Langsam hin und her schwankend, begann Saravio zu singen. Eduin konnte ihn nicht aufhalten. Er machte sich auf die Laran -Vibration gefasst, die den Beginn der Manipulation seines Wohlbehagens anzeigte. Dann würde er verloren sein, gefangen zwischen krankem Vergessen und dem Zorn von Schuld und Qual, ohne sich auch nur im Schutz der Dunkelheit verbergen zu können. Diese Menschen, Raynita, Jorge und Tia , deren schwarzen Augen kaum etwas entging, würden erkennen, was er war…
   Aber warum zählte das noch? In all den Jahren auf den Straßen von Thendara hatte ihn nie interessiert, was andere von ihm hielten, und er hatte sich höchstens darauf konzentriert, nicht aufzufallen. Die Menschenmenge am See, Naotalbas gesichtslose Armee, war nur ein Mittel zum Zweck gewesen. Zuvor, in Arilinn, hatte er seine Lehrer wegen der Belehrungen geschätzt, die ihm seinen Platz, seine Chance verschaffen würden. Varzil war ein Hindernis gewesen, und Carolin… Carolin hatte ihn geliebt wie einen Bruder, hatte zu ihm gehalten… Carolin musste sterben, Carolin musste immer noch sterben… Er musste sich diese Schwäche aus dem Herzen reißen, ein und für alle Mal .

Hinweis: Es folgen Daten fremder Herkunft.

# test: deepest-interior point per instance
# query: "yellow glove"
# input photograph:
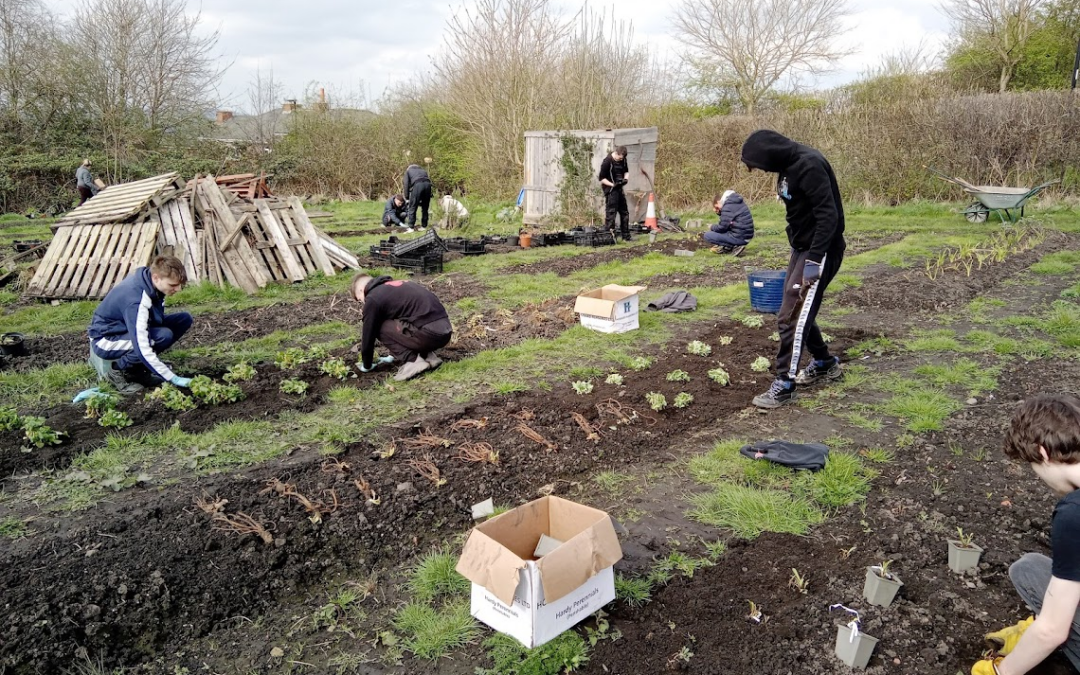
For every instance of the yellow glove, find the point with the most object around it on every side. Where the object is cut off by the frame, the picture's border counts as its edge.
(986, 666)
(1007, 638)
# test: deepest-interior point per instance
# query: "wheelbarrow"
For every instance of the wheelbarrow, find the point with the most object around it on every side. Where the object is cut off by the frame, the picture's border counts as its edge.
(1007, 202)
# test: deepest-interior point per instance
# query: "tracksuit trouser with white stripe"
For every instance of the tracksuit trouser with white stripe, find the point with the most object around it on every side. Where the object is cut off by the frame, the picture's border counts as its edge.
(798, 314)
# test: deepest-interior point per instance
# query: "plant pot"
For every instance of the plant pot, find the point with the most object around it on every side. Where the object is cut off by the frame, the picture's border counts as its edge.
(12, 345)
(856, 653)
(962, 558)
(879, 590)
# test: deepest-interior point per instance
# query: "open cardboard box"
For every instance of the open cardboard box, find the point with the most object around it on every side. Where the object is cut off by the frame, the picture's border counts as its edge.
(535, 601)
(609, 309)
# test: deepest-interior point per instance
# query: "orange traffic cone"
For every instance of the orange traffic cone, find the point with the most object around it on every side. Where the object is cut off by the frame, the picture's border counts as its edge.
(650, 214)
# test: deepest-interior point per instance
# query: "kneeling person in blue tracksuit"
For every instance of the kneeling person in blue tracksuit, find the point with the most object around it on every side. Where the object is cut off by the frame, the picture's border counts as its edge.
(130, 327)
(736, 225)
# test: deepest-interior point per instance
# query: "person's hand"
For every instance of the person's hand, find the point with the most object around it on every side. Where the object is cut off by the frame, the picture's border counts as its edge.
(1007, 638)
(986, 666)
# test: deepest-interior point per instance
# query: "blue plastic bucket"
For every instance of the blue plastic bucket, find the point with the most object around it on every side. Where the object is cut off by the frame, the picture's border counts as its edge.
(767, 291)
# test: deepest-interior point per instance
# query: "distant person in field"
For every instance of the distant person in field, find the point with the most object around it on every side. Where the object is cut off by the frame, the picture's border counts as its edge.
(418, 193)
(394, 213)
(407, 319)
(131, 328)
(736, 225)
(807, 186)
(612, 177)
(84, 181)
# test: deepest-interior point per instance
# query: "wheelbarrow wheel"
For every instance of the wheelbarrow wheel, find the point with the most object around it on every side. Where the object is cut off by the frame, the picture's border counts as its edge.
(976, 213)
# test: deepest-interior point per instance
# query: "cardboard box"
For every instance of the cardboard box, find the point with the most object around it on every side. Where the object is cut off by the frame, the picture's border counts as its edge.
(535, 601)
(610, 309)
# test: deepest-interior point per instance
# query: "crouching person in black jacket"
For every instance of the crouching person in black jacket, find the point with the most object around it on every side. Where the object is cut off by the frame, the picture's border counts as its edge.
(407, 319)
(736, 226)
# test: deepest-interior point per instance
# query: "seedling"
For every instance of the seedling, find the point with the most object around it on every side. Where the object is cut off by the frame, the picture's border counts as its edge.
(172, 397)
(683, 400)
(240, 373)
(657, 401)
(292, 386)
(699, 349)
(335, 367)
(40, 434)
(582, 387)
(115, 419)
(719, 376)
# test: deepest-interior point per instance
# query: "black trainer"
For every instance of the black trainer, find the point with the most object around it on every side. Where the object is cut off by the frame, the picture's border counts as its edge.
(780, 393)
(820, 370)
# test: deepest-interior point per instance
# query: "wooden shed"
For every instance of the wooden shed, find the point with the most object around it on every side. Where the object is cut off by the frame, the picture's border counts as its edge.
(543, 172)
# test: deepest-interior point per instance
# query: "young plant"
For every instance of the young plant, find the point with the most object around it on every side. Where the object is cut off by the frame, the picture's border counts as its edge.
(239, 373)
(115, 419)
(719, 376)
(699, 349)
(172, 397)
(657, 401)
(683, 400)
(40, 434)
(582, 387)
(335, 367)
(292, 386)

   Eduin erlebte noch einmal den Augenblick, als Saravio ihn in Thendara aus der Gosse gezogen hatte, diesen Riss in der schwarzen Rüstung seines Alleinseins. Carolin war der Erste gewesen, der sie durchdrungen hatte, und dann Dyannis, und nun lag diese Schwäche in ihm bereit und wartete auf einen weiteren solchen Augenblick.
   Bei jeder anderen Gelegenheit hätte er vielleicht versucht, Saravios Botschaft auszublenden, seine Barrieren zu behalten. Aber nicht an diesem Abend. Nicht mit diesem Druck, der sich in den letzten Tagen unaufhörlich wieder aufgebaut hatte. Nicht mit der Erinnerung an Carolins Freundschaft so frisch in seinen Gedanken.
   »Flattert durch das Himmelsblau, und kehrt zurück, die Brust voll Tau.« Mit einer Stimme so klar wie Silberglöckchen antwortete Raynita Saravio. Sie lächelte und sah ihn an, aber er reagierte nicht, nicht einmal, als sie eine Diskantharmonie um seine Stimme wob.

»… und sie zwitschert und singt,
Flattert durch das Himmelsblau
Und kehrt zurück, die Flügel voll Tau .«

Eduin war auf alles gefasst, aber keine geistige Berührung erfolgte, keine Ekstase packte ihn mit gnadenlosem Griff. Es gab nur die Musik, süß und schlicht, die geübte Stimme des Mädchens, die sich über die von Saravio erhob, das Lautenspiel des Jungen, das Nicken der alten Frau im Rhythmus.
   Selbstverständlich, erkannte er nun. Diese Menschen verspürten nicht den tiefen Schmerz, der Saravios Gabe auslöste, sie waren einfach nur warmherzig und liebenswert. Und er selbst hatte auch nicht darum gebeten und sein eigenes Bedürfnis verborgen.